Re: erofs pointer corruption and kernel crash
From: Arseniy Krasnov
Date: Mon Apr 27 2026 - 10:52:11 EST
26.04.2026 14:42, Arseniy Krasnov wrote:
> 25.04.2026 18:29, Gao Xiang пишет:
>> Hi Arseniy,
>>
>> On 2026/4/13 15:20, Arseniy Krasnov wrote:
>>>
>>> 13.04.2026 10:08, Gao Xiang пишет:
>>>>
>>>> On 2026/4/11 23:10, Arseniy Krasnov wrote:
>>>>>
>>>>> 10.04.2026 18:41, Gao Xiang пишет:
>>>>>> Hi Arseniy,
>>>>>>
>>>>>> On 2026/4/10 21:27, Arseniy Krasnov wrote:
>>>>>>>
>>>>>>> 10.04.2026 15:20, Gao Xiang пишет:
>>>>>>>>
>>>>>>>> On 2026/4/10 19:37, Arseniy Krasnov wrote:
>>>>>>>>
>>>>>>>> (drop unrelated folks since they all subscribed erofs mailing list)
>>>>>>>>
>>>>>>>>>
>>>>>>>>> 10.04.2026 11:31, Gao Xiang wrote:
>>>>>>>>>> Hi,
>>>>>>>>>>
>>>>>>>>>> On 2026/4/10 16:13, Arseniy Krasnov wrote:
>>>> ...
>>>>
>>>>>>>>>> I need more informations to find some clues.
>>>>>>>>>
>>>>>>>>>
>>>>>>>>> So reproduced again with this debug patch which adds magic to 'struct z_erofs_pcluster' and prints 'struct folio'
>>>>>>>>> when pointer in 'private' is passed to 'erofs_onlinefolio_end()'. In short - 'private' points to 'struct z_erofs_pcluster'.

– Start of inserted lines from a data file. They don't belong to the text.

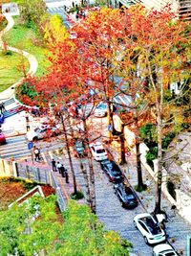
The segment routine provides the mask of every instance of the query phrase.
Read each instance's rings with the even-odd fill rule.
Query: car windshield
[[[177,254],[172,250],[163,250],[159,255],[159,256],[176,256]]]
[[[96,150],[96,152],[97,153],[102,153],[102,152],[105,152],[105,150],[104,149]]]
[[[100,105],[97,105],[96,108],[98,108],[98,109],[105,109],[106,108],[106,105],[105,104],[100,104]]]

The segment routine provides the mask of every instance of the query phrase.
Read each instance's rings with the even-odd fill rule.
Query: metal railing
[[[29,166],[27,163],[24,164],[5,159],[1,159],[1,166],[4,167],[4,170],[0,170],[0,175],[20,177],[39,183],[50,184],[55,190],[60,211],[65,211],[67,199],[62,193],[59,181],[52,171],[46,168]]]

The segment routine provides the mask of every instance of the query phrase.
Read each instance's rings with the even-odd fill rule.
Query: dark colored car
[[[6,144],[6,136],[0,133],[0,144]]]
[[[0,124],[3,124],[4,120],[5,120],[4,115],[0,114]]]
[[[115,194],[121,201],[121,205],[125,208],[135,208],[138,206],[138,198],[131,187],[119,183],[114,185]]]
[[[119,167],[113,160],[104,160],[101,163],[102,170],[109,176],[109,180],[114,183],[120,183],[124,179],[124,175]]]

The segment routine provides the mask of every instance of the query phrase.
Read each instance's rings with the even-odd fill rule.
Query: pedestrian
[[[6,108],[5,108],[5,104],[4,104],[4,103],[2,103],[2,110],[3,110],[3,112],[5,112],[5,111],[6,111]]]
[[[54,159],[52,160],[52,167],[53,172],[57,172]]]
[[[25,120],[26,120],[26,128],[27,128],[27,131],[29,131],[30,130],[30,118],[28,114],[26,114]]]
[[[69,174],[67,169],[65,169],[65,177],[66,177],[66,183],[69,183]]]
[[[60,164],[60,162],[58,161],[57,162],[57,165],[56,165],[56,169],[57,169],[57,171],[59,172],[59,174],[61,174],[61,171],[60,171],[60,168],[61,168],[61,164]]]
[[[146,178],[146,181],[145,181],[145,185],[146,185],[146,190],[147,190],[147,192],[149,192],[150,191],[150,181],[149,181],[149,179],[148,179],[148,177]]]
[[[34,160],[40,160],[40,150],[36,147],[33,146],[33,153],[34,153]]]
[[[0,111],[1,111],[1,114],[3,114],[3,112],[5,112],[5,111],[6,111],[6,108],[5,108],[4,103],[0,104]]]
[[[60,167],[60,172],[61,172],[62,176],[65,177],[66,176],[66,169],[65,169],[63,164]]]

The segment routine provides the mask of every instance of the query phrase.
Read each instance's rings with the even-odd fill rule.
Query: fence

>>>>>>>> First, erofs-utils 1.8.10 doesn't support `-E48bit`:
>>>>>>>> only erofs-utils 1.9+ ship it as an experimental
>>>>>>>> feature, see Changelog; so I think you're using
>>>>>>>> modified erofs-utils 1.8.10:
>>>>>>>> https://git.kernel.org/pub/scm/linux/kernel/git/xiang/erofs-utils.git/tree/ChangeLog
>>>>>>>>
>>>>>>>> ```
>>>>>>>> erofs-utils 1.9
>>>>>>>>
>>>>>>>> * This release includes the following updates:
>>>>>>>> - Add 48-bit layout support for larger filesystems (EXPERIMENTAL);
>>>>>>>> ```
>>>>>>>>
>>>>>>>> Second, I'm pretty sure this issue is related to
>>>>>>>> experimenal `-E48bit`, and those information is
>>>>>>>> not enough for me to find the root cause, so I
>>>>>>>> need to find a way to reproduce myself: It may
>>>>>>>> take time; you could debug yourself but I don't
>>>>>>>> think it's an easy task if you don't quite familiar
>>>>>>>> with the EROFS codebase.
>>>>>>>>
>>>>>>>> Anyway I really suggest if you need a rush solution
>>>>>>>> for production, don't use `-E48bit + zstd` like
>>>>>>>> this for now: try to use other options like
>>>>>>>> `-zzstd -C65536 -Efragments` instead since those
>>>>>>>> are common production choices.
>>>>>>> Ok thanks for this advice! One more question: currently we use this options:
>>>>>>> "zstd,22 --max-extent-bytes 65536 -E48bit". Ok we remove "zstd,22" and "E48bit",
>>>>>>> but what about "--max-extent-bytes 65536" - is it considered stable option?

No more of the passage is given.